Experience Pays Off in Fourth Baggage Inspection System Project at Fort Lauderdale International Airport
GRAEF served as Prime Consultant, Structural & Mechanical, Plumbing, and Fire Protection Engineer on the project.
When the Broward County Aviation Department rolled up its collective sleeves to replace the checked baggage inspection system in Terminal 4 at Fort Lauderdale-Hollywood International Airport (FLL), the team had a wealth of experience on its side. The department had replaced similar systems in FLL’s three other terminals over the past decade.
In addition, Whiting-Turner won the design-build contract through the Broward County solicitation procurement process, and it previously completed new baggage systems in terminals 1 and 3. As such, it brought a lot of institutional knowledge that would be beneficial to the design and building of the new baggage system at Terminal 4.
In effect, the band was back together. And the players tapped into their shared history of what worked (and didn’t) during the past projects to keep the $38.2 million Terminal 4 project on budget and on time. Construction began in April 2019, and the new system came online in January 2021.
“Having a contractor that has already been through it was a big benefit to us from a project standpoint,” says Curtis Celestine, expansion project administrator for the Broward County Aviation Department. “The working relationship is a big part of it.”
Before construction of the new baggage system began, the project team used a 3-D scan of the existing facility to help identify potential utility conflicts. Scott Hinrichs, vice president/principal at GRAEF, notes that this was a strategy the engineering, planning and design firm carried over from its work on the Terminal 3 project.
“We learned a lot of lessons in terms of being able to anticipate utility conflicts and be prepared with solutions as opposed to just letting them happen,” Hinrichs explains. “We were able to merge the scan into our 3-D building information model so we could run clash-detection programs to find interferences between proposed conveyors and utilities with existing infrastructure and utilities,” he explains.
Mark Gale, chief executive officer/director of aviation for Broward County Aviation Department, draws a straight line between the system improvements and passenger service.

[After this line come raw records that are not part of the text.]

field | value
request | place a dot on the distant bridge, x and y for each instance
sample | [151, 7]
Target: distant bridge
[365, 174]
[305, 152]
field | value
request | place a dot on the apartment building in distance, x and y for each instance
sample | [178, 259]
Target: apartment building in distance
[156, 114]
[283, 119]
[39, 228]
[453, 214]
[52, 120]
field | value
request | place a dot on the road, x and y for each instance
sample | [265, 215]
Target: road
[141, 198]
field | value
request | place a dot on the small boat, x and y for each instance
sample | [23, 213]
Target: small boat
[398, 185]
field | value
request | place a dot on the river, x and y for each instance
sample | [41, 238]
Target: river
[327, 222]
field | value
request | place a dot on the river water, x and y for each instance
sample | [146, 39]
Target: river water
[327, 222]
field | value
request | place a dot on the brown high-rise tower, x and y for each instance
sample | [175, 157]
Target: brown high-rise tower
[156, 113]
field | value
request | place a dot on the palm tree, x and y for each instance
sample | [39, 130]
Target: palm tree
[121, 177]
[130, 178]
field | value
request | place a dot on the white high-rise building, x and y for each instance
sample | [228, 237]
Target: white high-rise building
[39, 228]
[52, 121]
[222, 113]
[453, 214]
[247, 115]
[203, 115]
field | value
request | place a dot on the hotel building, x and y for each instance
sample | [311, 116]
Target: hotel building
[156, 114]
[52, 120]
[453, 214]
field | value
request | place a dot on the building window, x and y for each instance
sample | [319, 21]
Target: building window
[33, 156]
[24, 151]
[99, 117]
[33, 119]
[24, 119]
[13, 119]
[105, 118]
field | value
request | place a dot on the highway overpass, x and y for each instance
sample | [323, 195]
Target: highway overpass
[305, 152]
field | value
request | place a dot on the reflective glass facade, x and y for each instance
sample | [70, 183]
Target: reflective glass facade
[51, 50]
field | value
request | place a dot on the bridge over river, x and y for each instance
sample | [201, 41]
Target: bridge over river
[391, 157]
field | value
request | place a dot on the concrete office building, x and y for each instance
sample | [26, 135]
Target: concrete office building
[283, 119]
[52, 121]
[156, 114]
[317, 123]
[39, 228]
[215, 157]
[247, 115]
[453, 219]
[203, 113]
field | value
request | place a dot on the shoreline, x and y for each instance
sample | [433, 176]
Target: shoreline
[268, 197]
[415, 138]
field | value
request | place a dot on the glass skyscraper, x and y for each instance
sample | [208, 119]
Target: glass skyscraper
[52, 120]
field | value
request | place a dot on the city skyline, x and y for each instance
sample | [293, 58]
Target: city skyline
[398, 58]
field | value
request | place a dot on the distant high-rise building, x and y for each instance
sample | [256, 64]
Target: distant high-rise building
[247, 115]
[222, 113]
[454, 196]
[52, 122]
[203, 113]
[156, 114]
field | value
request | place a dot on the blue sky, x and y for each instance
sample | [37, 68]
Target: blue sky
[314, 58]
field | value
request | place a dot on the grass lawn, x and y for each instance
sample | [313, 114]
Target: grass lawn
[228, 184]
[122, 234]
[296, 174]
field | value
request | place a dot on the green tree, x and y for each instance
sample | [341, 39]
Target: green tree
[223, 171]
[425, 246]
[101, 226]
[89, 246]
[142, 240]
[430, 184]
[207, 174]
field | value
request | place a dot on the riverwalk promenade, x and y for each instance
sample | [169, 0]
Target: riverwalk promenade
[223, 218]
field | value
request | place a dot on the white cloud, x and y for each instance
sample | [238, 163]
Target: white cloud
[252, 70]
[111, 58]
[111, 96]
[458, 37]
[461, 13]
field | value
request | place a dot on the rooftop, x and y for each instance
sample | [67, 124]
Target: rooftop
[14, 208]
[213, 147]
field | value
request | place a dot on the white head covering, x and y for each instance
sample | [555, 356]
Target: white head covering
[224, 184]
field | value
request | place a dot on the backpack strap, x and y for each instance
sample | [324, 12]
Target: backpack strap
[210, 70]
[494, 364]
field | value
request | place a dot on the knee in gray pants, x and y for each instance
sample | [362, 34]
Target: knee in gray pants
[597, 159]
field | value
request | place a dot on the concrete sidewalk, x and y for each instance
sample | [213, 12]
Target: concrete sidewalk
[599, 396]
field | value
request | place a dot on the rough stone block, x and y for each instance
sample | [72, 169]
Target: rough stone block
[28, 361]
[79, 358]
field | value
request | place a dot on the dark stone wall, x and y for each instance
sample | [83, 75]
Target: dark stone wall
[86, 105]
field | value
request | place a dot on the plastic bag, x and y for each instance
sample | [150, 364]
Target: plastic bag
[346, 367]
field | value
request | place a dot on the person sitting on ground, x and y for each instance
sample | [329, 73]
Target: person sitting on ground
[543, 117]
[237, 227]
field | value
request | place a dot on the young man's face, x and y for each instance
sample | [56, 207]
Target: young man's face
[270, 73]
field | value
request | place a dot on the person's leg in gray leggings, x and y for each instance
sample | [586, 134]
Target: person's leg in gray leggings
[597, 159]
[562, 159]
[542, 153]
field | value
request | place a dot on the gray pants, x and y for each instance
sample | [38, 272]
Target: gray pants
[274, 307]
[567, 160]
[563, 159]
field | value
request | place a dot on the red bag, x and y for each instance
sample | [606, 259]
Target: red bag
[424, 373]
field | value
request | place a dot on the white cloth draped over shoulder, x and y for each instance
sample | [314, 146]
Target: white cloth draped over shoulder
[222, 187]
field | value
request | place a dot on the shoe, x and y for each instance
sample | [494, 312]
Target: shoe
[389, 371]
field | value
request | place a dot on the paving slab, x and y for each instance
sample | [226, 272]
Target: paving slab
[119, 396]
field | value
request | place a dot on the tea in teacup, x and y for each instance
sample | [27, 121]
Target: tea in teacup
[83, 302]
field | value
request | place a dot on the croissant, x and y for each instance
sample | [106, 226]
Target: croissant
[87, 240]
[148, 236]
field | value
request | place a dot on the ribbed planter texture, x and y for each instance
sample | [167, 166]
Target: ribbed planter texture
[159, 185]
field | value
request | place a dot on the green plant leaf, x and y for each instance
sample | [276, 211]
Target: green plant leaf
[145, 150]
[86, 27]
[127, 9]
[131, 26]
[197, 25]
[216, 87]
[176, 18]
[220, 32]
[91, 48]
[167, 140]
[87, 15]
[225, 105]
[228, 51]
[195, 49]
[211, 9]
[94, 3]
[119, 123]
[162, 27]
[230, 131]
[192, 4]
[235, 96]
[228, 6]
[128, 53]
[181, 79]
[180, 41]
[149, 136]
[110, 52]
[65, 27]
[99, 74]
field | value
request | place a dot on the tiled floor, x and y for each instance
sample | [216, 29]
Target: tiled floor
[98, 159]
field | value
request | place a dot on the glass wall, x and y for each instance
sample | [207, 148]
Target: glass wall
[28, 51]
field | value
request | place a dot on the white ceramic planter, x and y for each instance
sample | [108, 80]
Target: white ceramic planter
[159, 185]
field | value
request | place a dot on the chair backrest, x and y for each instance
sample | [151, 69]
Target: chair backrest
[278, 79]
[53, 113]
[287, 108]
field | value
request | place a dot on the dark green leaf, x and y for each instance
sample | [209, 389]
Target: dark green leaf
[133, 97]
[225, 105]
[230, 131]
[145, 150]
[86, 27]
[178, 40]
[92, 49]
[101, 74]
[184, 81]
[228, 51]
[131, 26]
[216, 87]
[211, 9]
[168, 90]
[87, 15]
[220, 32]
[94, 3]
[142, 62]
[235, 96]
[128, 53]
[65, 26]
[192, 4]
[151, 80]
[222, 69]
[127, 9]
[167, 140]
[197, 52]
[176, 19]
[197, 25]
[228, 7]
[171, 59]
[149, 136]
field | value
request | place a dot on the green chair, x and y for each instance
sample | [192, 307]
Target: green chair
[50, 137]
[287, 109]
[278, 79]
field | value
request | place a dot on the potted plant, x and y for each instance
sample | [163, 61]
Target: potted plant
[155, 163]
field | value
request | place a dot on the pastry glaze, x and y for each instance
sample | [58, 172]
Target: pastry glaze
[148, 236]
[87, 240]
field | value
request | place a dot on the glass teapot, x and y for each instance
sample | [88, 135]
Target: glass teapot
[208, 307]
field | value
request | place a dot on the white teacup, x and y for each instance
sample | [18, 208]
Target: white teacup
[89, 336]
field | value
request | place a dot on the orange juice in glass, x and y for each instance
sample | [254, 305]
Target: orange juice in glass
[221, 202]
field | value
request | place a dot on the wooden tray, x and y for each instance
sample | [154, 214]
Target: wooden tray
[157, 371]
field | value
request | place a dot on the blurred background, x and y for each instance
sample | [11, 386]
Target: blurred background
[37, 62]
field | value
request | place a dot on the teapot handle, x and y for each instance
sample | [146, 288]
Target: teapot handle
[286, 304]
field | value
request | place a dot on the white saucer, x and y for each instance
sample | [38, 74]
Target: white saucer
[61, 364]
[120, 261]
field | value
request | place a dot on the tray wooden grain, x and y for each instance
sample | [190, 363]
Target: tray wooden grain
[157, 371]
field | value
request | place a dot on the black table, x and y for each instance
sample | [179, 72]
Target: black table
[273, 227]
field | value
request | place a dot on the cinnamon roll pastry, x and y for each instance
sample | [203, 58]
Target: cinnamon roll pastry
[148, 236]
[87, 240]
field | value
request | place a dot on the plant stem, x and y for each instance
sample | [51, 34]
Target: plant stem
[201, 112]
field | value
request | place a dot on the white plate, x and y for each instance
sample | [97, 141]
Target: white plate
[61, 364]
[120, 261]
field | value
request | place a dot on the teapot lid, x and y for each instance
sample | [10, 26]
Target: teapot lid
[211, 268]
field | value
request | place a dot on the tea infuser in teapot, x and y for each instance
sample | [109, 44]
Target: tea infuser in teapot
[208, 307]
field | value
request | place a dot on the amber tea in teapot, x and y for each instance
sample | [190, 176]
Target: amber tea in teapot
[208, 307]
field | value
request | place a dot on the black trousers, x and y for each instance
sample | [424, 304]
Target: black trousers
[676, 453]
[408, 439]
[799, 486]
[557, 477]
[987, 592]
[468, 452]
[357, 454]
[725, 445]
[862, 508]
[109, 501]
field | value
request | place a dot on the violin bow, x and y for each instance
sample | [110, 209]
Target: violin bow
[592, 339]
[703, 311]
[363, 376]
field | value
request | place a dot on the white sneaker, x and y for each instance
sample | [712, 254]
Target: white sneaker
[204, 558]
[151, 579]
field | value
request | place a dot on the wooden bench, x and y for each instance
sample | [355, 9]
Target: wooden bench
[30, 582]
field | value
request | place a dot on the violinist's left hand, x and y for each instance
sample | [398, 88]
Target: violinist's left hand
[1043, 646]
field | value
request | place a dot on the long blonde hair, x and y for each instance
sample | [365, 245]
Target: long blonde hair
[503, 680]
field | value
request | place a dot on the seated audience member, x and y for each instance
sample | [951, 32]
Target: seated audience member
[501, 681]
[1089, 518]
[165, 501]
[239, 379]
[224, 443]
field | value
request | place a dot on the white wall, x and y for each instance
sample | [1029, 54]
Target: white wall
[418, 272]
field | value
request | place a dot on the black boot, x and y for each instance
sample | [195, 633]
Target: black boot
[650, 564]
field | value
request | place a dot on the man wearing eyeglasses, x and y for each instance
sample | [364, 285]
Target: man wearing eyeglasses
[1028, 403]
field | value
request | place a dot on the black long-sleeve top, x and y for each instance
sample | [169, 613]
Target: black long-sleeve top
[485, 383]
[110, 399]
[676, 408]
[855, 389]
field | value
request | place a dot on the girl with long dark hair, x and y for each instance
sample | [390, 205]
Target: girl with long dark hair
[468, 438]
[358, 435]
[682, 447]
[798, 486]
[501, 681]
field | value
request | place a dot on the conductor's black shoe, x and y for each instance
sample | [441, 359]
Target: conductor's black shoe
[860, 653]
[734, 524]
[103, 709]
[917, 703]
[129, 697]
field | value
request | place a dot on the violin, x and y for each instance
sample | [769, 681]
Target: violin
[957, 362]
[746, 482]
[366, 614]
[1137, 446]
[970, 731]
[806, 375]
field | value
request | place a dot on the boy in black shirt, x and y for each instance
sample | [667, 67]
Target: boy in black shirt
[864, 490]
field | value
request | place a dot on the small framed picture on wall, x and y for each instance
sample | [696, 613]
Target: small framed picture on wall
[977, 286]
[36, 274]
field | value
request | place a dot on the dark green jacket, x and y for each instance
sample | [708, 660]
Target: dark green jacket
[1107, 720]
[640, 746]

“The baggage handling and screening equipment upgrades we’re making at FLL improve operational efficiencies for our airline partners, such as increasing the speed and ease of bag processing and adding advanced security layers. These enhancements, in turn, provide customer service benefits in the long run,” Gale explains. “Our overall goal with ongoing terminal modernization efforts is to provide the best possible airport experience for passengers traveling through FLL.”